Well Lubbock, you got me back. I hope you're proud. You suckered another one who went away back into your limits.

I've been back in this city for 3 full weeks now. In that time I have returned to my old job at the Children's Shelter working too hard for too little pay, I have gotten all but kicked out of my parent's house for being me, settled into an efficiency apartment, seen the Physical Therapist 8 times, gotten an MRI, seen my primary doctor and an orthopedic surgeon, and put in four applications for part time work at coffee shops just to make ends meet with this Master's degree load of loans.
I'm exhausted and frustrated. I'm lonely and not interested in going out much. My personal pace is slower probably because of the back so I feel like even though I don't go to work until 3pm everyday I never can managed to get the things done that I really want to.

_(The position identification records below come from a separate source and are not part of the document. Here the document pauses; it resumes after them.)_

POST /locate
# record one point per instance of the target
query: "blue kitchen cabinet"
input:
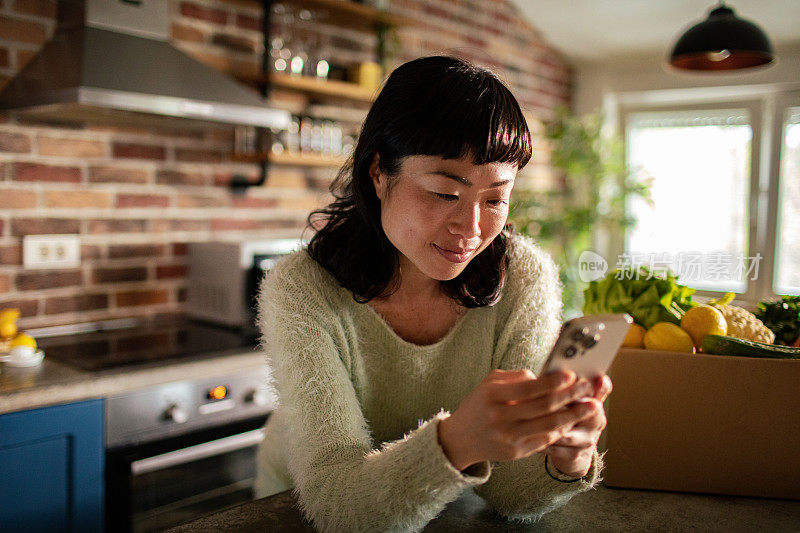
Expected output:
(51, 469)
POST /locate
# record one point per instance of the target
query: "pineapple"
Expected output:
(742, 324)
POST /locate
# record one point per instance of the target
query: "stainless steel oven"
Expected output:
(181, 450)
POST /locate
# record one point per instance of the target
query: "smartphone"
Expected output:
(588, 344)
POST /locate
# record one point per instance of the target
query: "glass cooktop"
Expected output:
(143, 344)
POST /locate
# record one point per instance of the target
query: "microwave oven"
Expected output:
(224, 278)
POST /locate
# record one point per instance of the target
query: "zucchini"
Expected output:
(724, 345)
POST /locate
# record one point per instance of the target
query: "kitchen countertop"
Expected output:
(54, 383)
(602, 509)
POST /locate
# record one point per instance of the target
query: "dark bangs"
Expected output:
(436, 106)
(457, 111)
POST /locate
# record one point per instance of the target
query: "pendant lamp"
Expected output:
(722, 42)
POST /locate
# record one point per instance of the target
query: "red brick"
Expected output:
(39, 172)
(249, 201)
(161, 226)
(24, 57)
(117, 226)
(180, 248)
(41, 8)
(27, 308)
(118, 275)
(77, 199)
(34, 280)
(200, 155)
(171, 271)
(11, 255)
(139, 151)
(70, 147)
(142, 200)
(234, 43)
(145, 297)
(187, 33)
(74, 304)
(117, 175)
(16, 199)
(176, 177)
(12, 29)
(14, 142)
(44, 226)
(201, 200)
(216, 16)
(221, 224)
(91, 251)
(248, 23)
(121, 251)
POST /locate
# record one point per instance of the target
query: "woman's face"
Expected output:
(441, 213)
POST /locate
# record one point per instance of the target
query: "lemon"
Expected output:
(635, 337)
(23, 339)
(669, 337)
(8, 322)
(703, 320)
(9, 314)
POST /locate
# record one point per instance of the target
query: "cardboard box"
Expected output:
(704, 423)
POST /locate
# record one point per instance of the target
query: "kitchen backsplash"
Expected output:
(138, 196)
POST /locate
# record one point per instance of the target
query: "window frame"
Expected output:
(766, 106)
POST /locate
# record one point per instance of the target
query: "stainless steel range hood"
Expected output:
(109, 61)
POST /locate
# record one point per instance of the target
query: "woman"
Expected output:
(404, 341)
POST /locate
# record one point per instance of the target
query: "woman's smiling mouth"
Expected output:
(455, 256)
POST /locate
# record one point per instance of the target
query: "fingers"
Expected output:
(549, 403)
(516, 386)
(603, 387)
(546, 430)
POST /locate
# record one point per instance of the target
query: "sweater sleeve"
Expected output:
(522, 490)
(342, 481)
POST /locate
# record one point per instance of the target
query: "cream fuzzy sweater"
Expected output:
(355, 431)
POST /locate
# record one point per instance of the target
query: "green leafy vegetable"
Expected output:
(782, 317)
(646, 296)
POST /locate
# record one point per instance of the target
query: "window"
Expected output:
(787, 271)
(699, 166)
(725, 183)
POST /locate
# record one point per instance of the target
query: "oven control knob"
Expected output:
(257, 397)
(175, 413)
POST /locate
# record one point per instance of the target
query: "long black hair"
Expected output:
(436, 106)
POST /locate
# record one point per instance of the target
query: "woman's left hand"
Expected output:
(572, 454)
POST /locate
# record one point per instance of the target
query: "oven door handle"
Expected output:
(199, 451)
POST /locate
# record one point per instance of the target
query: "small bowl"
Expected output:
(31, 360)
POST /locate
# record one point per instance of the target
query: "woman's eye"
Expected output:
(448, 197)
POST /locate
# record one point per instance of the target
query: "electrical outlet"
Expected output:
(51, 251)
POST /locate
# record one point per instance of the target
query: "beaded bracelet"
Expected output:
(547, 469)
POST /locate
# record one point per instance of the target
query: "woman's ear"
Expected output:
(378, 179)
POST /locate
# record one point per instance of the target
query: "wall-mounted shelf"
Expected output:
(345, 13)
(311, 86)
(294, 159)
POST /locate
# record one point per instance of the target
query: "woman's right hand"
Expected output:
(512, 414)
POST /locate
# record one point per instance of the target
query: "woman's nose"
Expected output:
(466, 221)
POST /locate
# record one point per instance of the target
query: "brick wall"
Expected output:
(137, 196)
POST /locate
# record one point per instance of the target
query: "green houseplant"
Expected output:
(593, 188)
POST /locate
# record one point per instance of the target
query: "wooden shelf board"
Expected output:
(347, 13)
(308, 85)
(305, 160)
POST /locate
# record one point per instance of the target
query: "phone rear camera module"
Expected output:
(580, 334)
(588, 342)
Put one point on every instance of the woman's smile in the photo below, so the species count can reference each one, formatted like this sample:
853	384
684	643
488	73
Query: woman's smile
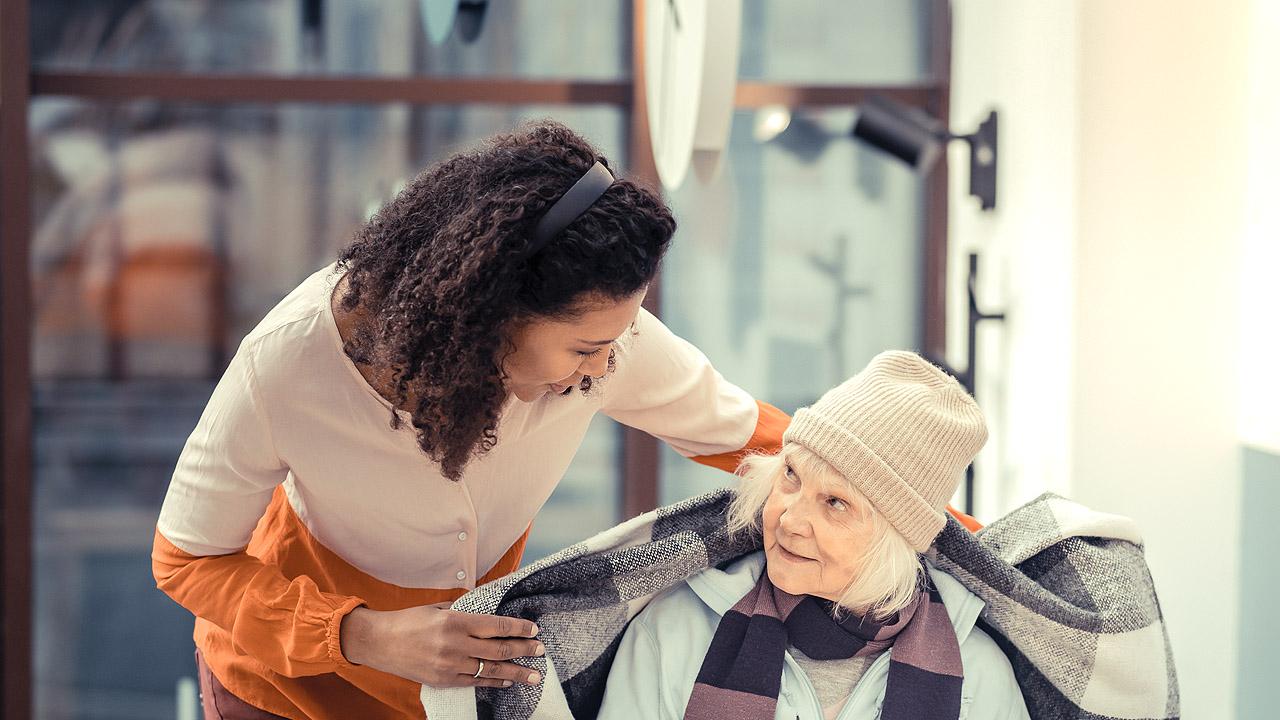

Yesterday the bad news about my medical condition hit me over the head like a ton of bricks. I was left feeling more alone then ever. I cried when I got to my car realizing that the rest of my life will be affected my this condition. Here's what I know, L4 (second to lowest disk) is arthritic. L5 (lowest disk) is desiccated (dried up, shriveled, and dead) and additionally L5 has a paracentral disk protrusion more commonly referred to as a bulging disk. My PCP has made a note on the MRI report to refer me to a neurosurgeon. I haven't gotten to meet with him directly yet.

I'm not as down as this report may sound. I just don't have good words to describe how I feel. In part I wonder why my body has betrayed me. Why my back acts like I'm 60+ while in reality I'm just a kid, just 22. I wonder what God is up to. Doesn't he want me to be healthy and go to Latin America and serve? I wonder why He has allowed this and how it will impact the work that I will be able to do. I wonder also what blessings may come through this "limitation." What people now will I be able to identify with? What new forms of relating or working will I develop to compensate?
It's true that I am sad. But I'm not mad. I am frustrated. But I'm also mostly just wondering about my future and how this changes things. I'm thinking a lot about the future as I try to decide what type of surgery I should get and if I should try to wait or just go for it. I'm thinking a lot about running. Do I want to try to run one more long race before I completely loose that ability or will it just rush in the inevitable "next flair-up" that will be 100X worse than the past one. And in this place of wondering I will remain for a while and at least until Tuesday when I again meet with my primary doctor who will make recommendations on my next steps.

I appreciate prayers but I already know my life is cradled in God's hands and I have nothing to fear. My life is His and not my own. May these things be according to His will. Blessings and peace to you my friends.